Quote from: Jaeger;1095020Yup, too much legacy rules carry over.

My current starwars campaign, is a homebrew system based on current CoD system. When you look at the system from the point of design - it has a lot of clutter.

I really simplified the combat modifiers - and basically tossed out all the Merits/Flaws, and replaced them with my own version of Character traits.

Nothing wrong with the underlying diepool mechanic - it's all the stuff they've piled on top, for reasons. I think a cleaned up version of the new CoD rules, with some kind of an SRD, would work really well for cinematic action-adventure games.

They seem to be working on something more action based right now with thr Trinity Continuum. It is done with their Story Path system but slightly different.

BoxCrayonTales

"Opening the Dark" is a retroclone of the ST system released under the OGL. If you wanted, you could use it to invent your own dark urban fantasy game.

Snowman0147

Quote from: BoxCrayonTales;1095026"Opening the Dark" is a retroclone of the ST system released under the OGL. If you wanted, you could use it to invent your own dark urban fantasy game.

Currently trying to make my own system as we speak.  It is similar to D&D hacks that simplify D&D.  Basically think Black Hack for something similar to nWoD, but leans more on the adventuring with barely any personal horror bullshit.  There is also a generic pool of powers that all supernaturals to use so that I don't need to reinvent the wheel unless I REALLY have to.

K9ine

Quote from: BoxCrayonTales;1095026"Opening the Dark" is a retroclone of the ST system released under the OGL. If you wanted, you could use it to invent your own dark urban fantasy game.

Very cool. Thanks for the info. I'll check it out.

K9ine

Quote from: Snowman0147;1095029Currently trying to make my own system as we speak.  It is similar to D&D hacks that simplify D&D.  Basically think Black Hack for something similar to nWoD, but leans more on the adventuring with barely any personal horror bullshit.  There is also a generic pool of powers that all supernaturals to use so that I don't need to reinvent the wheel unless I REALLY have to.

Neat sounds pretty interesting.

Simlasa

The game seems to have died out here locally just as I was starting to take an interest.
I inherited a large stack of WoD/NWoD books and it's risen up the ranks of games I'd like to play... though I'm feeling quite choosy over who I'd play it with. Random draw of murderhobos won't do.

K9ine

Quote from: Simlasa;1095034The game seems to have died out here locally just as I was starting to take an interest.
I inherited a large stack of WoD/NWoD books and it's risen up the ranks of games I'd like to play... though I'm feeling quite choosy over who I'd play it with. Random draw of murderhobos won't do.

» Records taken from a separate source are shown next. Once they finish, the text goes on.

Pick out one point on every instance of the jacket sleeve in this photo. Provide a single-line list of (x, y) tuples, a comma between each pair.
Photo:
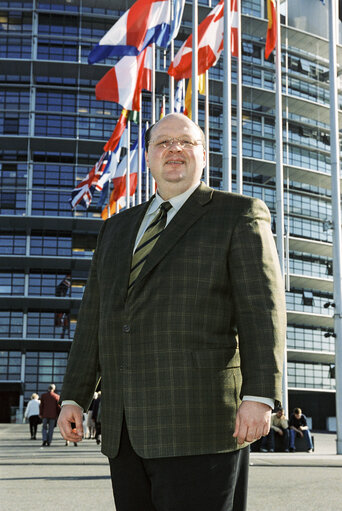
[(259, 302), (82, 372)]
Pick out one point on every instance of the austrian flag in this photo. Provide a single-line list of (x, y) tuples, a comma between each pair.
[(210, 43), (124, 82)]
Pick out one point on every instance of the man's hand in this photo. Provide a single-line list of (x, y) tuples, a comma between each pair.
[(252, 421), (71, 414)]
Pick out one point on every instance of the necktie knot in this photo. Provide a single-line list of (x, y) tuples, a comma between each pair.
[(147, 242)]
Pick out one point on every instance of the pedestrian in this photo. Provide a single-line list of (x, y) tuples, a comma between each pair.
[(299, 427), (32, 414), (97, 417), (183, 315), (49, 411)]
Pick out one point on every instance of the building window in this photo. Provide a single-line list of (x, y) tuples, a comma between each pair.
[(50, 325), (51, 203), (10, 365), (12, 244), (315, 376), (11, 324), (42, 369), (54, 244), (308, 339), (11, 283)]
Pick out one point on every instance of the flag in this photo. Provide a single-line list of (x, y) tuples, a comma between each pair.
[(210, 43), (271, 36), (147, 21), (109, 173), (119, 180), (118, 131), (178, 8), (83, 193), (124, 82), (179, 97), (188, 95)]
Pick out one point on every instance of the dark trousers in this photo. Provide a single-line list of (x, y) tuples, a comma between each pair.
[(210, 482)]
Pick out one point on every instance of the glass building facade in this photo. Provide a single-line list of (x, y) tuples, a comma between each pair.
[(52, 131)]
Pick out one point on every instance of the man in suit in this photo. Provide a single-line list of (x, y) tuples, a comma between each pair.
[(48, 411), (187, 336)]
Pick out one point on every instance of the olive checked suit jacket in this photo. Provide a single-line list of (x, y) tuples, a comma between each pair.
[(203, 326)]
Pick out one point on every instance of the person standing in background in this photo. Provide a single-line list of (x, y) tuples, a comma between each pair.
[(49, 411), (32, 414), (184, 319)]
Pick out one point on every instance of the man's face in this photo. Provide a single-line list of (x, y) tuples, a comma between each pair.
[(175, 168)]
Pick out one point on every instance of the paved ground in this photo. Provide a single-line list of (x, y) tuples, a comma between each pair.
[(77, 478)]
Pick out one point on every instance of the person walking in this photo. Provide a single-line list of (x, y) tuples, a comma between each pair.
[(299, 427), (32, 414), (184, 319), (49, 411)]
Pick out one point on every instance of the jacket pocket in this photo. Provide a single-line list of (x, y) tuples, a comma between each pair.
[(216, 359)]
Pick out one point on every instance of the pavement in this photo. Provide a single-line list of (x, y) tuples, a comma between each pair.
[(77, 478)]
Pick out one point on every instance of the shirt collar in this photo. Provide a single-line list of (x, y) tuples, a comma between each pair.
[(176, 202)]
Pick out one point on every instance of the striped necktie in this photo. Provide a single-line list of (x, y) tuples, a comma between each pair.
[(147, 242)]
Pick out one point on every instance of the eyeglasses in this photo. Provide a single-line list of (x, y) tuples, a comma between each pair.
[(182, 142)]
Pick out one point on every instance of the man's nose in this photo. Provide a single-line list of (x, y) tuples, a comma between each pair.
[(175, 145)]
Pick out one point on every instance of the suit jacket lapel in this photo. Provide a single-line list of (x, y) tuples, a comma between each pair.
[(190, 212), (127, 234)]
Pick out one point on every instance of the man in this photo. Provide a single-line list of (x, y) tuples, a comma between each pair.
[(160, 326), (279, 426), (299, 426), (49, 411)]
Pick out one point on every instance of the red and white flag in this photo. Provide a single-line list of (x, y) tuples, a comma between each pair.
[(124, 82), (271, 36), (210, 43)]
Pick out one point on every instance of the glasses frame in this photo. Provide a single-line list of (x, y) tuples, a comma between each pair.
[(167, 144)]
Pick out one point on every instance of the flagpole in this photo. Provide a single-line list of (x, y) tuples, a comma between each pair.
[(140, 155), (194, 85), (280, 178), (128, 165), (227, 100), (171, 78), (239, 166), (206, 129), (147, 176), (336, 214), (153, 107)]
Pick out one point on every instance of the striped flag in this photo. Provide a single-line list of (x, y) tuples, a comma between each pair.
[(210, 43), (147, 21), (119, 179), (271, 37), (188, 95), (124, 82), (179, 97), (83, 193), (112, 143)]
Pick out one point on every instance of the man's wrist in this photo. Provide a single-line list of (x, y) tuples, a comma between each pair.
[(258, 399)]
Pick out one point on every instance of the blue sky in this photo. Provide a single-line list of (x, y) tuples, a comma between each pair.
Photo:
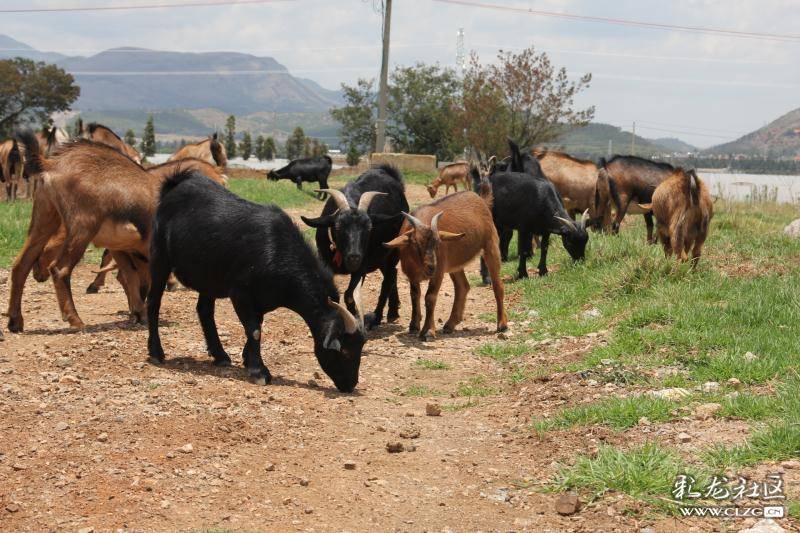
[(702, 88)]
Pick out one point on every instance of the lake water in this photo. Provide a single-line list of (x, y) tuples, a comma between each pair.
[(746, 187)]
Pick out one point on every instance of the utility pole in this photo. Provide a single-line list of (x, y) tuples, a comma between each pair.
[(383, 96)]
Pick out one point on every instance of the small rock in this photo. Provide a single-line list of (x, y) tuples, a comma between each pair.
[(670, 394), (705, 411), (433, 409), (568, 504), (765, 525), (394, 447)]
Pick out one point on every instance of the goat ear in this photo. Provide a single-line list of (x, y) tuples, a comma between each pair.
[(320, 222), (399, 242), (379, 219), (447, 236)]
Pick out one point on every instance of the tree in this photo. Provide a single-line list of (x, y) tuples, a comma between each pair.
[(246, 146), (148, 145), (296, 143), (230, 136), (30, 92), (270, 149), (423, 104), (357, 117), (259, 149), (522, 96), (353, 156), (130, 138)]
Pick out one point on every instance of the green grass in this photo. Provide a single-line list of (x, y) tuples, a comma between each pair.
[(432, 364), (644, 472)]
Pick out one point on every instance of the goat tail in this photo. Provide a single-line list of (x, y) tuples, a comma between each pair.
[(35, 162)]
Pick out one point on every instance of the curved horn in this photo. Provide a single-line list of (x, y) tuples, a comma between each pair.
[(566, 222), (350, 322), (366, 200), (338, 197), (435, 222), (415, 222)]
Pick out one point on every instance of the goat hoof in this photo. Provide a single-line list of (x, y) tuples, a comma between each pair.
[(15, 324)]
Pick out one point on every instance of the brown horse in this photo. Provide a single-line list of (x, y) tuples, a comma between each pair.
[(104, 135), (209, 150)]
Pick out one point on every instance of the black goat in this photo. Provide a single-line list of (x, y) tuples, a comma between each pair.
[(225, 247), (354, 224), (316, 168), (528, 202)]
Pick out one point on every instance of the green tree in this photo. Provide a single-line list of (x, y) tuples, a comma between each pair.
[(522, 96), (230, 136), (423, 110), (296, 144), (30, 92), (357, 117), (259, 148), (246, 146), (270, 149), (148, 145), (353, 156)]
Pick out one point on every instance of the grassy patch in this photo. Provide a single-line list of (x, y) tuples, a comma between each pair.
[(431, 364), (618, 413), (645, 472)]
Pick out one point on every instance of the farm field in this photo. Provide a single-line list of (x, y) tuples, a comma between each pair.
[(94, 437)]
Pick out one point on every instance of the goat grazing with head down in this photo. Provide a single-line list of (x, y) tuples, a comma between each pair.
[(683, 209), (223, 246), (442, 238), (449, 176), (354, 224)]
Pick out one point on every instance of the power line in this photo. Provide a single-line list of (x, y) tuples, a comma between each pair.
[(627, 22), (135, 7)]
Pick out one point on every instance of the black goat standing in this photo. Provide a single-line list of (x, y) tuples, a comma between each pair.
[(223, 246), (354, 224), (316, 168), (525, 200)]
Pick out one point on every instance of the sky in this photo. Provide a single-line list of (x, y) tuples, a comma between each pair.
[(705, 89)]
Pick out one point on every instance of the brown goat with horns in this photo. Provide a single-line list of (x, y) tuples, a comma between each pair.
[(442, 238)]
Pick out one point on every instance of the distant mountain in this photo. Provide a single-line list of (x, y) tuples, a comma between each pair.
[(134, 78), (779, 138)]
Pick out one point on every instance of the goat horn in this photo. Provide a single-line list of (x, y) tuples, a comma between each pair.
[(109, 268), (435, 223), (366, 200), (350, 322), (417, 223), (567, 222), (338, 197)]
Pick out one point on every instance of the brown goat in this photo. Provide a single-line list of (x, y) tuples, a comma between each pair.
[(11, 167), (577, 183), (683, 209), (162, 172), (103, 135), (100, 196), (442, 238), (209, 150), (449, 176)]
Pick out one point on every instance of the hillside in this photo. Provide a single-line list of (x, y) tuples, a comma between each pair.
[(779, 138), (136, 78)]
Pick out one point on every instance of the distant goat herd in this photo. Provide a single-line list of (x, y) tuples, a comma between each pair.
[(178, 220)]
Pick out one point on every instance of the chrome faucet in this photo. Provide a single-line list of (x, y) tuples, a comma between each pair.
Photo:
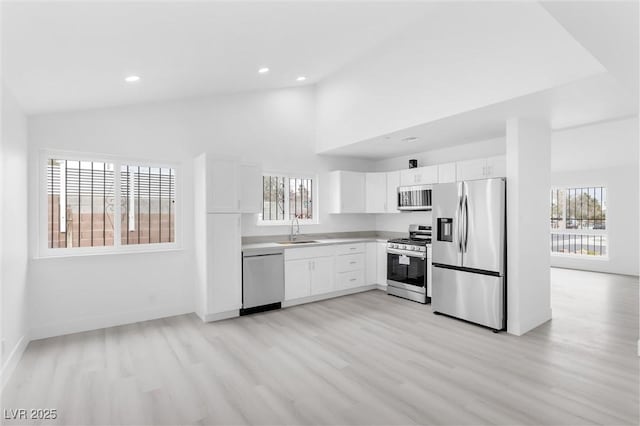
[(292, 235)]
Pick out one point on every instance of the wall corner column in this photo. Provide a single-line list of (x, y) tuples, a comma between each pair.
[(528, 147)]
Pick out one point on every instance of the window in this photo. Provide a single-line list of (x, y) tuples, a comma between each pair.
[(147, 198), (80, 198), (579, 221), (287, 197), (85, 198)]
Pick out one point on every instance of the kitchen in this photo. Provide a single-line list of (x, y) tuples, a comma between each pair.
[(344, 137)]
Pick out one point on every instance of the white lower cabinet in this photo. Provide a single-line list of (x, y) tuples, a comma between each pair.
[(381, 263), (322, 275), (350, 279), (319, 270), (297, 279)]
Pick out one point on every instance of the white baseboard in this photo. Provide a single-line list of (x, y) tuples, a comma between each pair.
[(518, 329), (219, 316), (12, 361), (331, 295), (105, 321)]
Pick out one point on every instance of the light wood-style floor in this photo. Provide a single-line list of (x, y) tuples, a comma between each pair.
[(362, 359)]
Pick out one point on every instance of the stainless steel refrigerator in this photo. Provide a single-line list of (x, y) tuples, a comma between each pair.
[(469, 257)]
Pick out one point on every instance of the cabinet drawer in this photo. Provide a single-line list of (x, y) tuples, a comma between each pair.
[(352, 279), (350, 262), (350, 248), (308, 252)]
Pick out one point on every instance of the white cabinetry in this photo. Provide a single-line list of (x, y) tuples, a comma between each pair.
[(250, 188), (348, 192), (218, 259), (376, 192), (322, 275), (371, 264), (446, 172), (482, 168), (297, 279), (308, 272), (381, 263), (419, 176), (232, 187)]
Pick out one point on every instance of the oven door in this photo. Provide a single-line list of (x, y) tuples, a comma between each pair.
[(407, 270)]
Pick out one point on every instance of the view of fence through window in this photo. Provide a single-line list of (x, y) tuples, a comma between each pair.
[(276, 205), (147, 197), (80, 198), (81, 204), (578, 221)]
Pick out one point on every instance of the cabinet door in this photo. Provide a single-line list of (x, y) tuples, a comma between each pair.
[(224, 263), (471, 169), (446, 172), (222, 186), (381, 263), (371, 264), (352, 192), (250, 188), (297, 279), (322, 275), (393, 182), (496, 166), (376, 184)]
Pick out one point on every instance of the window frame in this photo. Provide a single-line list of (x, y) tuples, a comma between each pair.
[(44, 251), (588, 232), (314, 207)]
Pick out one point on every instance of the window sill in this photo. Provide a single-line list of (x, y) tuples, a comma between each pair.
[(284, 223), (580, 257), (110, 252)]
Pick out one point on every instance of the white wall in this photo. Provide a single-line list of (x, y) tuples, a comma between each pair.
[(275, 128), (14, 234), (433, 70), (604, 154)]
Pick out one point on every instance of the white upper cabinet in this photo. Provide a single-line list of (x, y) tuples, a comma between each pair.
[(393, 182), (222, 186), (482, 168), (250, 188), (419, 176), (348, 192), (446, 172), (232, 187), (376, 193)]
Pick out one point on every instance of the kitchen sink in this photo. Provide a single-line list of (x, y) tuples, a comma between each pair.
[(297, 242)]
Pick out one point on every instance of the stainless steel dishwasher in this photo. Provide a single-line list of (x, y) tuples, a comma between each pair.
[(262, 280)]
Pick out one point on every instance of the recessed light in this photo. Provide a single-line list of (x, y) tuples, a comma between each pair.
[(409, 139)]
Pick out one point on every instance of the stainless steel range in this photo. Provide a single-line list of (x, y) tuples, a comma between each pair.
[(409, 265)]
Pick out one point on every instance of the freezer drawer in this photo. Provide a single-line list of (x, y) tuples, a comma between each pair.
[(469, 296)]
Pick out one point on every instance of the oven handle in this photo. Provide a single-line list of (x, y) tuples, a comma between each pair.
[(420, 255)]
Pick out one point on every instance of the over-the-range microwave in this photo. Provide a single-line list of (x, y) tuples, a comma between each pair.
[(414, 197)]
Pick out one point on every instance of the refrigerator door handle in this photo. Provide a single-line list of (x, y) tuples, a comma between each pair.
[(459, 223), (466, 222)]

 The best way is to form your own group out of newbies in my experiance. Although this means you would need to be the storyteller.

Aglondir

Welcome to the forums K9ine!

I played a lot of OWOD back in the 90's, and a bit of NWOD when it first came out (mid 2000's) but by that time I was burned out on dice pools.

Changeling the Lost seemed like it had potential. The new Hunter would probably be my first pick to run, but I'd just Gurps it.

K9ine

Quote from: Aglondir;1095056Welcome to the forums K9ine!

I played a lot of OWOD back in the 90's, and a bit of NWOD when it first came out (mid 2000's) but by that time I was burned out on dice pools.

Changeling the Lost seemed like it had potential. The new Hunter would probably be my first pick to run, but I'd just Gurps it.

Im really looking forward to the new hunter. It seems like my dream game. They have new rules for "nest". Monster lairs that go along with expanded dread horrors and other monster building kits.